Workers manage health check execution:

  1. Task assigned to worker
  2. Worker starts container
  3. Worker creates appropriate health checker
  4. Worker runs checks on configured interval
  5. Worker updates task.HealthStatus via manager
  6. Reconciler reads HealthStatus, triggers replacement if needed

## Reconciler Integration

The reconciler uses health status to detect failures:

// Check task health
if task.ActualState == types.TaskStateRunning {
	if task.HealthStatus != nil && !task.HealthStatus.Healthy {
		// Mark task as failed
		task.ActualState = types.TaskStateFailed
		task.Error = fmt.Sprintf("health check failed: %s",
			task.HealthStatus.Message)
		manager.UpdateTask(task)
	}
}

## Scheduler Integration

The scheduler considers health when placing tasks:

  • Unhealthy tasks don't count toward active replicas
  • Scheduler creates replacement tasks
  • Load balancer excludes unhealthy backends

## Manager Integration

The manager stores health status:

Task {
	ID:          "task-abc123"
	ActualState: "running"
	HealthStatus: {
		Healthy:             false
		ConsecutiveFailures: 3
		Message:            "HTTP 503 Service Unavailable"
		LastCheck:          "2024-01-15T10:30:00Z"
	}
}

Design Patterns

## Strategy Pattern

Different checkers implement the Checker interface:

Checker (interface)
├── HTTPChecker (HTTP strategy)
├── TCPChecker (TCP strategy)
└── ExecChecker (Exec strategy)

This allows runtime selection of check type without code changes.

## Builder Pattern

Checkers use fluent builders for configuration:

checker := NewHTTPChecker(url).
	WithMethod("POST").
	WithHeader("Auth", "token").
	WithTimeout(5 * time.Second)

This provides clean, readable configuration with optional parameters.

## Hysteresis Pattern

Status tracking implements hysteresis to prevent flapping:

Healthy → 1 failure → Still healthy
Healthy → 2 failures → Still healthy
Healthy → 3 failures → Unhealthy!

Unhealthy → 1 success → Healthy!

This prevents oscillation from transient issues while still responding to persistent problems.
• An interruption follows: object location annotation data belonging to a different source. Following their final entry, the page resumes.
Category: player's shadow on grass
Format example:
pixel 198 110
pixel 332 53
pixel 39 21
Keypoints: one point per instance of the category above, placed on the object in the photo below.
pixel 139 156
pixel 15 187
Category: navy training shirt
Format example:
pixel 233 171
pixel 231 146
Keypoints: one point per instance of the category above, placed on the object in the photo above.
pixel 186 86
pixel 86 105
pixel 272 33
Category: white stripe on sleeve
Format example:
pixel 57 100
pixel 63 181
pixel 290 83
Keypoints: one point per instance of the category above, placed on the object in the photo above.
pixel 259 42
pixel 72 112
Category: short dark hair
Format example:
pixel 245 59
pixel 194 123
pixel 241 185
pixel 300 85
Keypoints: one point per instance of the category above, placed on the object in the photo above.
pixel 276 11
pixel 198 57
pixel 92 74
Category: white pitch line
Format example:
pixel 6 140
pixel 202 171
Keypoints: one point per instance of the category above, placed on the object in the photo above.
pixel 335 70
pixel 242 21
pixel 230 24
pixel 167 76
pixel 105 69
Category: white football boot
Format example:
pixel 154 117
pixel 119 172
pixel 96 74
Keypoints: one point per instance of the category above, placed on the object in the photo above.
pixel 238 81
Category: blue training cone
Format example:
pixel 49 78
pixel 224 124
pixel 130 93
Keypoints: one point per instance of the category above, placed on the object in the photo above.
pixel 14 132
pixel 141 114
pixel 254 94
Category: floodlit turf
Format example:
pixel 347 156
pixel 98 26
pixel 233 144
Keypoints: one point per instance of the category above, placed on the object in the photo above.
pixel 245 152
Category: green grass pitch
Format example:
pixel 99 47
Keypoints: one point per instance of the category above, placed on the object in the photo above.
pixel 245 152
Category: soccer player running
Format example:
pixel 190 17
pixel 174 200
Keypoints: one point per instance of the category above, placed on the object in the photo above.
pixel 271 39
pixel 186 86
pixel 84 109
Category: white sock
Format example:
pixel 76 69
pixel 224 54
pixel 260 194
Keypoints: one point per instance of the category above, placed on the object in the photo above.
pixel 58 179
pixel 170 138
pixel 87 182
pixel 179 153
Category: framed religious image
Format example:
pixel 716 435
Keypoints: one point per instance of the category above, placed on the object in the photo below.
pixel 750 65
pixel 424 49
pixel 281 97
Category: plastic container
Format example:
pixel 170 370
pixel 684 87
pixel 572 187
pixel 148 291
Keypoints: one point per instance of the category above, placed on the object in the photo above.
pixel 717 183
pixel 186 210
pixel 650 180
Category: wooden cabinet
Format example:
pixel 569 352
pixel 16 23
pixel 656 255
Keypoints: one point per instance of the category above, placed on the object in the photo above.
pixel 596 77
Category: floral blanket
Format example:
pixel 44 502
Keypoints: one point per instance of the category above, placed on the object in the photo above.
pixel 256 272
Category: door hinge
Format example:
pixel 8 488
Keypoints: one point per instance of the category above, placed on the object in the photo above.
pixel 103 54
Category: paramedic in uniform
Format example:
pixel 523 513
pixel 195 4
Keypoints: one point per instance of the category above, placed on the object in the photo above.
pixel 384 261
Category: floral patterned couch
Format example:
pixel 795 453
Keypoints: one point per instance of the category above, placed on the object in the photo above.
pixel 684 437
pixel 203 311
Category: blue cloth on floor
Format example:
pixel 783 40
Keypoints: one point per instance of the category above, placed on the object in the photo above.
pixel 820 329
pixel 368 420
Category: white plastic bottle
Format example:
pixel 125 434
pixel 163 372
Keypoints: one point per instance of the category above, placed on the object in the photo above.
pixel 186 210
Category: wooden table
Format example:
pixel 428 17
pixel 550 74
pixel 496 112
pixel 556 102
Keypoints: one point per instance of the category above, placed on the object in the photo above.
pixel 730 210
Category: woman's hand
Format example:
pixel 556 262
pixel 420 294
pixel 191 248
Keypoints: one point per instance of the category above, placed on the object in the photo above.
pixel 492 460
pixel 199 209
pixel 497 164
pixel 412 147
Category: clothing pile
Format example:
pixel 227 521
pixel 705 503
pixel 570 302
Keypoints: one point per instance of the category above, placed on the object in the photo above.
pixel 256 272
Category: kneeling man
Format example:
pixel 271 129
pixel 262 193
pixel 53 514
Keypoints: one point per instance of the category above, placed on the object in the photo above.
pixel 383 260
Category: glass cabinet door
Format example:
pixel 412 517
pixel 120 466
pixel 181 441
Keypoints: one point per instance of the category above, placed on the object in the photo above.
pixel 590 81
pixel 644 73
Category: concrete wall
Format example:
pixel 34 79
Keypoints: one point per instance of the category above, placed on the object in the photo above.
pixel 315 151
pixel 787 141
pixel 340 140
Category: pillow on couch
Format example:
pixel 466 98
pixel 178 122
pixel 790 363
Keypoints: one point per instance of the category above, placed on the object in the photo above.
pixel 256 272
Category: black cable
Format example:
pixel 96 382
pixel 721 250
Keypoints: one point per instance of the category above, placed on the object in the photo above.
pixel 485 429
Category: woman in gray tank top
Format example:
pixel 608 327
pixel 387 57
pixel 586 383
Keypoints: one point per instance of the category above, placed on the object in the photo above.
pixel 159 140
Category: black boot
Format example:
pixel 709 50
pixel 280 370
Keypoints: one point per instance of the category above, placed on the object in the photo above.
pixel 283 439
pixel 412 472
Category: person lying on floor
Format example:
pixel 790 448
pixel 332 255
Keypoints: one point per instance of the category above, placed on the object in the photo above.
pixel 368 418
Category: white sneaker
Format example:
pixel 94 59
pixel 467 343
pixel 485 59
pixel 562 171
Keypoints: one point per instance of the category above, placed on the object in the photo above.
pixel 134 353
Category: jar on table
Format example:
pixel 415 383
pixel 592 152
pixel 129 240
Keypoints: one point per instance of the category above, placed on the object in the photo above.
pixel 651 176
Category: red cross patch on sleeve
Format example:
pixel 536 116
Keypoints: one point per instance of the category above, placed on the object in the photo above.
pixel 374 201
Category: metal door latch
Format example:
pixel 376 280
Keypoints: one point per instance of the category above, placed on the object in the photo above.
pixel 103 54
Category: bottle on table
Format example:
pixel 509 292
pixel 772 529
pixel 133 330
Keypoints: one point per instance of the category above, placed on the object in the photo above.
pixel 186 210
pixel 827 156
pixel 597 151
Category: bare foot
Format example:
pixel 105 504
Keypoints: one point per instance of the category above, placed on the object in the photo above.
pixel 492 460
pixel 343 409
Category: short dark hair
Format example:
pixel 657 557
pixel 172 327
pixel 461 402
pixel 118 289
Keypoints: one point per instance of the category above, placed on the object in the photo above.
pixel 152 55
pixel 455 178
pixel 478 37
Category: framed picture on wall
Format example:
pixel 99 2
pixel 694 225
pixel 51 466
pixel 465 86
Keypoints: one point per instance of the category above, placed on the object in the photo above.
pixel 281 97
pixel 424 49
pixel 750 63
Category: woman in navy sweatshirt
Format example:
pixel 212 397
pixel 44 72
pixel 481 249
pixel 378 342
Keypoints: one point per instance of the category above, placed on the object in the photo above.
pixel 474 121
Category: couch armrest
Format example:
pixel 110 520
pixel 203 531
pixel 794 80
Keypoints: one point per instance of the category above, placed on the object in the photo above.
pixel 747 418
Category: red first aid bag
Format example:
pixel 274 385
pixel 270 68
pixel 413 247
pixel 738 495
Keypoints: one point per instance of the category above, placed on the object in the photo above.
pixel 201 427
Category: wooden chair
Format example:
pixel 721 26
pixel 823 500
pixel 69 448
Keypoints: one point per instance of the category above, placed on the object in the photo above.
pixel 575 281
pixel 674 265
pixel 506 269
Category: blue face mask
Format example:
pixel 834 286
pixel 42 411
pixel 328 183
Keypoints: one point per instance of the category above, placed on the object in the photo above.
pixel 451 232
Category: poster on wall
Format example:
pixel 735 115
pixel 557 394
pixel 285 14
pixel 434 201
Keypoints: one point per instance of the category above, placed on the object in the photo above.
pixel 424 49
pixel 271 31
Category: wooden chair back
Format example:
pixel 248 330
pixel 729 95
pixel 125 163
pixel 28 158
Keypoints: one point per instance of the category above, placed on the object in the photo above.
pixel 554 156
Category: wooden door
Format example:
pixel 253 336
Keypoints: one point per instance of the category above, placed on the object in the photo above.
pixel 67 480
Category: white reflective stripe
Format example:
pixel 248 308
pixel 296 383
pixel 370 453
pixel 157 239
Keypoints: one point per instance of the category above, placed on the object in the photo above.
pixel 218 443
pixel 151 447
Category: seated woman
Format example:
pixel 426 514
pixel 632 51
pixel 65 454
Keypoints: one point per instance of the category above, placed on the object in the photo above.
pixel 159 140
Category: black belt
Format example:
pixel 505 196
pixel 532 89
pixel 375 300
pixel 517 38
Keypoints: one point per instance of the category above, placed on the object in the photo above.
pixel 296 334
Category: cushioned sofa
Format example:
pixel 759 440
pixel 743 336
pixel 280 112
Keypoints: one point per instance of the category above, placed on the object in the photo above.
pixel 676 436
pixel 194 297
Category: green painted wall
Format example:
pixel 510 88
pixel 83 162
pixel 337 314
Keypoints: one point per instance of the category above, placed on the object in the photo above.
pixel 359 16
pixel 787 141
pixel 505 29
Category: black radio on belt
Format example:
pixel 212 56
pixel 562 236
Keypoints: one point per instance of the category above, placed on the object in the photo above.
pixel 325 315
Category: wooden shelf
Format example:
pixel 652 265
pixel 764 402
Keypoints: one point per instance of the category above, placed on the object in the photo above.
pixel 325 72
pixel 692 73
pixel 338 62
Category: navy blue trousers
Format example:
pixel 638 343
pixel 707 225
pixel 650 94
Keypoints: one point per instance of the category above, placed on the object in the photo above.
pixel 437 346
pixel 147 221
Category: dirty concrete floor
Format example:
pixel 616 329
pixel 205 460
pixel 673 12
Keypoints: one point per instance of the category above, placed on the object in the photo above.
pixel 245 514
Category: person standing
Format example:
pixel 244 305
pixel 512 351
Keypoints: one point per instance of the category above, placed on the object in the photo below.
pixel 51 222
## Context-Based Cancellation

All checks respect context deadlines:

ctx, cancel := context.WithTimeout(context.Background(), 5*time.Second)
defer cancel()

result := checker.Check(ctx)  // Respects timeout

This enables proper timeout handling and resource cleanup.

Performance Characteristics

## HTTP Check Performance

HTTP checks are network-bound:

  • Latency: 1-100ms (depends on network + app)
  • Memory: ~10KB per check (HTTP client)
  • CPU: Minimal (mostly waiting for I/O)

For 100 checks/second:

  • ~1% CPU usage
  • ~1MB memory

## TCP Check Performance

TCP checks are very lightweight:

  • Latency: 1-10ms (just TCP handshake)
  • Memory: ~1KB per check
  • CPU: Negligible

TCP checks are ideal for high-frequency monitoring.

## Exec Check Performance

Exec checks are most expensive:

  • Latency: 10-1000ms (depends on command)
  • Memory: Command output size
  • CPU: Command execution

Use exec checks sparingly and increase check interval.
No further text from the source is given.